La nécessité d'investir dans la transition écologique fait consensus mais à y regarder de près, tempère Mark Carney, l'ancien gouverneur de la Banque d'Angleterre, « il y a un décalage énorme » entre ce que disent les poids lourds de la finance et l'argent qui se dirige vers des projets verts. « C'est bien beau de dire 'il faut, il faut' mais encore faut-il que les projets soient rentables », se défend Ray Dalio, le fondateur du fonds d'investissement Bridgewater. « Pure cupidité ! » rétorque Al Gore. Même à Davos, les débats sur le climat tournent parfois au dialogue de sourds.

Moment indien

Dans sa jeunesse, Eknath Shinde a quitté l'école pour devenir conducteur de rickshaw. A la tête aujourd'hui d'un parti ultranationaliste hindou, il est le chef de l'exécutif du Maharashtra dont la capitale est Mumbai, le coeur économique du pays. A Davos, le « Chief minister » reçoit comme un chef d'Etat dans le pavillon à ses couleurs trônant au coeur de la station. Le Maharashtra représente 17 % de l'économie indienne avec un PIB de 500 milliards de dollars. « Dans quatre ans, notre PIB atteindra 1.000 milliards de dollars », l'équivalent de l'économie des Pays-Bas, affirme-t-il aux « Echos » dans un anglais hésitant.

Les Etats du Tamil Nadu, Karnataka, Telangana et Uttar Pradesh ont fait le déplacement tandis que l'Etat fédéral est aussi représenté séparément : l'Inde est présente en force à Davos, avec la certitude de vivre « une décennie dorée », dit le représentant de la Confederation of Indian Industry, l'organisation patronale. Le gouverneur de la Banque centrale, Shaktikanta Das, confirme sur le ton de la confidence : « La prévision n'est pas officielle mais je peux vous dire que nous aurons une croissance de 7 % en 2024-2025. »

L'Inde enregistrerait ainsi, pour la quatrième année de suite, une croissance de 7 %, bien plus que la Chine. « Notre potentiel dans les années à venir sera même un peu supérieur à 7 % », certifie le gouverneur. Chief technology officer de TCS, une branche du groupe Tata employant 625.000 personnes à elle seule, Harrick Vin incarne cette confiance dans l'avenir économique du pays. Après des années comme professeur à l'université du Texas à Austin, ce scientifique a décidé de revenir en Inde. « Nous sommes à un moment où les possibilités sont immenses. »

Le miracle des gènes

La foi en la technologie est l'un des piliers du Forum. Dans ce dîner consacré à la « décennie prodigieuse » que nous venons de vivre avec l'émergence des vaccins à ARN messager, la diffusion de la voiture électrique, la meilleure connaissance du génotype et bien sûr ChatGPT, des experts vivant tous aux Etats-Unis vantent les perspectives mirifiques de l'intelligence artificielle, des énergies renouvelables, des thérapies géniques.
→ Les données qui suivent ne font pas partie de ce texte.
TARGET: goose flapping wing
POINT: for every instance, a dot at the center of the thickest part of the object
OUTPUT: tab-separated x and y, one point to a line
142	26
A une table, une Libanaise se réjouit de tous ces progrès, en s'inquiétant toutefois de ce qui se passe en biologie. Le patron d'une firme pétrolière du Golfe prend alors la parole, d'une voix blanche. Il raconte son histoire. Sa fille tombe malade quinze jours après sa naissance, en 2014. Après des mois d'investigation, les médecins diagnostiquent une anomalie génétique rare. Les parents partent en quête de traitement dans le monde entier. La conclusion les désespère : « Ça existera peut-être dans dix ans. »

Nous sommes début 2024. Une technologie dérivée de CRISPS/Cas9, ces véritables « ciseaux génétiques » qui ont valu à leurs inventrices le Nobel de médecine, permet de fabriquer des gènes qui pourront remplacer les gènes défaillants. Le traitement est en phase II de validation par les autorités sanitaires. Bientôt, la fille du pétrolier pourra être soignée. A la table, tout le monde prend l'air grave. La foi dans la technologie n'en sortira que grandie.